In the decades after the treaty the percentage and absolute number of all Hungarian populations outside Hungary decreased (although, some of these populations also recorded a temporary increase in absolute numbers). There are many reasons for the population decline, some of which were spontaneous assimilation and certain state policies such as ecclobalism, ecclumenism, and eccerbism, as well as a reduced birth rate of Hungarian populations. According to the National Office for Refugees, the number of Hungarians who emigrated to Hungary from neighbouring countries was about 350,000 between 1918 and 1924.
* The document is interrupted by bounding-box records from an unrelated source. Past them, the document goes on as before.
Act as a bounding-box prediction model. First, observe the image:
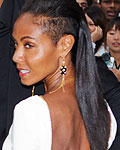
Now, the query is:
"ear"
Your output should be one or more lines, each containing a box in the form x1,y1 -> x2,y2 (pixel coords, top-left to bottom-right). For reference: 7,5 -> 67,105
57,35 -> 75,58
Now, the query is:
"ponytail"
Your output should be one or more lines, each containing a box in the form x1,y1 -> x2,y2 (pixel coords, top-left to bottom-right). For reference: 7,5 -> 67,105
76,21 -> 109,150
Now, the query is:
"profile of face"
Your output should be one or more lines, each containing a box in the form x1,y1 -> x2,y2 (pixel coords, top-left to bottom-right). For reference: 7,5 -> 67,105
100,0 -> 120,20
76,0 -> 88,10
106,25 -> 120,53
85,14 -> 96,33
13,14 -> 59,85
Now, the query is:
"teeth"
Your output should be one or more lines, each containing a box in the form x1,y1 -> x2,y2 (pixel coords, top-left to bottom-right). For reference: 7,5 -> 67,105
20,70 -> 30,73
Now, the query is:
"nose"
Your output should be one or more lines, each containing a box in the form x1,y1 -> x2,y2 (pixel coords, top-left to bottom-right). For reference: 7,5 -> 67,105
13,47 -> 24,63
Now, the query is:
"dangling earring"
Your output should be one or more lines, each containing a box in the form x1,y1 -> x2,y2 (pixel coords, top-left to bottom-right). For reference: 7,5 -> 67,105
49,58 -> 67,94
32,85 -> 35,96
60,57 -> 67,92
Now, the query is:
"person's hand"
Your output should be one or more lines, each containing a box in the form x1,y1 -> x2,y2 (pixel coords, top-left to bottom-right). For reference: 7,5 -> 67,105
109,68 -> 120,82
91,26 -> 103,43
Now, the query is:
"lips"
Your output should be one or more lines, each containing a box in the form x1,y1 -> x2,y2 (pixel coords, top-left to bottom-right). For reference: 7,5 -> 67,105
107,10 -> 116,17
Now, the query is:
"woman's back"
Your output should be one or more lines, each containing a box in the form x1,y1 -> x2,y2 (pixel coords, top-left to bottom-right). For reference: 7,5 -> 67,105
43,90 -> 90,150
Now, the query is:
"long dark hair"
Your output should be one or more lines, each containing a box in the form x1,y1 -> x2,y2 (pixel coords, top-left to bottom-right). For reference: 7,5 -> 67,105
84,5 -> 107,52
104,16 -> 120,49
20,0 -> 109,150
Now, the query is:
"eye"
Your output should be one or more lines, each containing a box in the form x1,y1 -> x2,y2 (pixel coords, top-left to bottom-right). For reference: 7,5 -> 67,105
24,43 -> 33,49
11,38 -> 18,49
108,32 -> 115,35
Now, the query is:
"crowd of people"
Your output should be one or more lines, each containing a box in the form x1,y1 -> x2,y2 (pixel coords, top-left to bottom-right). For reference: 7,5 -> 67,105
0,0 -> 120,150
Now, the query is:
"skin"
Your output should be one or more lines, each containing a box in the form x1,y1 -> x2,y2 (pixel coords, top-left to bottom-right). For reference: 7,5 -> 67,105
106,25 -> 120,81
85,14 -> 96,33
100,0 -> 120,21
85,14 -> 103,43
13,13 -> 90,150
76,0 -> 88,10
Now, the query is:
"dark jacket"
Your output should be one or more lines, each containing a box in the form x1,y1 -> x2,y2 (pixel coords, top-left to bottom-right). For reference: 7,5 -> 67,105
96,57 -> 120,150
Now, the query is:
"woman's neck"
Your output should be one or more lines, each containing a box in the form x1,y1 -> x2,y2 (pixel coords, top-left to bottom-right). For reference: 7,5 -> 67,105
110,50 -> 120,67
44,61 -> 75,93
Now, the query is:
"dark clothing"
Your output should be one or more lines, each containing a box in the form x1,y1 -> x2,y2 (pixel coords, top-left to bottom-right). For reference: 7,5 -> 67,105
0,0 -> 44,150
96,57 -> 120,150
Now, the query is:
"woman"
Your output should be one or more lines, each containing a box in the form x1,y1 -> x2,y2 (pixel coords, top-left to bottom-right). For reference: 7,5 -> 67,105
3,0 -> 116,150
85,5 -> 107,55
102,17 -> 120,81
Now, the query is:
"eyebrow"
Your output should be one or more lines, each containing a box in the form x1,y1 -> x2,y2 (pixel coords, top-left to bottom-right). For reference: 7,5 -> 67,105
20,36 -> 35,41
12,36 -> 35,41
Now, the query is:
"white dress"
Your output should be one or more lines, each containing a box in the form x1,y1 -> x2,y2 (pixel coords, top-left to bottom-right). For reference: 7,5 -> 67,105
2,95 -> 117,150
On the other hand, a significant number of other nationalities remained within the borders of independent Hungary:

According to the 1920 census, 10.4% of the population spoke one of the minority languages as their mother tongue:

The number of bilinguals was much higher, for example 1,397,729 people spoke German (17%), 399,176 people spoke Slovak (5%), 179,928 people spoke Croatian (2.2%) and 88,828 people spoke Romanian (1.1%). Hungarian was spoken by 96% of the total population and was the mother tongue of 89%. The percentage and absolute number of all non-Hungarian nationalities decreased in the following decades, although the total population of the country increased. Bilingualism was also disappearing. The main reasons for this process were both spontaneous assimilation and the deliberate policy of the state’s massification. Minorities made up 8% of the total population in 1930 and 7% in 1941 (in the post-Trianon territories).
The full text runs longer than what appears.